We defined expertise as having performed more than the median number of operations. In greater generality, we might represent expertise in more detail, for instance according to the actual number of previous operations carried out, during residency training, since completion of training, or in some period immediately before the start of the randomized trial. More detailed control of the expertise effect would be desirable in situations where it is known that a considerable amount of experience is required before no further improvements to patient outcomes might be anticipated, such as was mentioned for hernial surgery. This type of an example suggests that a run-in period or other requirement that clinicians have been involved within some minimal number of cases before the start of the study may not resolve the problem of differential expertise bias in the conventional design.

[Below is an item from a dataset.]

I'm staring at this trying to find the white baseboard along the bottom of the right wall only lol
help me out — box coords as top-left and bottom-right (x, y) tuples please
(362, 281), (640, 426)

In our description of the EB design, we have focused on the notion that patients are randomized to a surgeon who has expertise in one technique or the other. We also mentioned the possibility of a hybrid design, to include surgeons who are expert in both techniques, and whose patients would therefore be randomized to interventions as usual. It is possible that surgeons may have had experience with both interventions, but they might state that they do not have a preference for either. Here the crucial question would be whether they have greater expertise in one or the other of the interventions. If they do, then the EB design is still relevant. If a surgeon has truly no preference and equal expertise in both techniques, then they could either participate in a conventional design or the hybrid design, depending on the beliefs and expertise of the other participating surgeons.
There is the possibility that some surgeons may be ‘intrinsically innovative’ and relatively willing to acquire new skills with alternative surgical techniques. In contrast, traditional surgeons may not be as willing to change. It is clear that we would not wish to force the traditional surgeons into attempting a new technique with which they were uncomfortable, but such surgeons can nevertheless participate in an EB trial design on the conventional technique. If the trial results suggest better patient outcomes for the innovative technique, one would then need to consider the necessary training that would be required in order to permit the ‘traditional’ surgeons to incorporate the new technique into their clinical practice.

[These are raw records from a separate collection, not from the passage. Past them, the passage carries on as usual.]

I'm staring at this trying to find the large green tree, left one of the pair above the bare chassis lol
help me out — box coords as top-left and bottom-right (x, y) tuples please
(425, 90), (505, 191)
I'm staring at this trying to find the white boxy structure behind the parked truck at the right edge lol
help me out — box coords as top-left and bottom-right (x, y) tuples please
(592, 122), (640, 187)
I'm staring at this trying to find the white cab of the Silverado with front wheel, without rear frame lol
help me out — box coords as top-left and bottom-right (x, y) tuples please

In summary, we feel that the ED design offers some attractive features, both to participating clinicians and to patients. The EB design does offer a number of potential advantages, including the minimization of differential expertise bias, reducing the impact of having unblinded interventions, reducing treatment crossovers, and potentially greater ethical strength. We recognize that disadvantages include the confounding of surgeons for treatment, and potentially limited generalizability. However, the conventional design may also have limited generalizability if clinicians are required to use interventions for which they have less experience. We primarily advocate the EB design for common surgeries (and other clinical interventions) for which it is felt that all competent clinicians could develop expertise, if the study results suggested that this was appropriate. However, more experience is needed to assess its practical feasibility, and to evaluate its statistical properties relative to the conventional randomized trial design. The framework given in this paper provides a first step in this direction.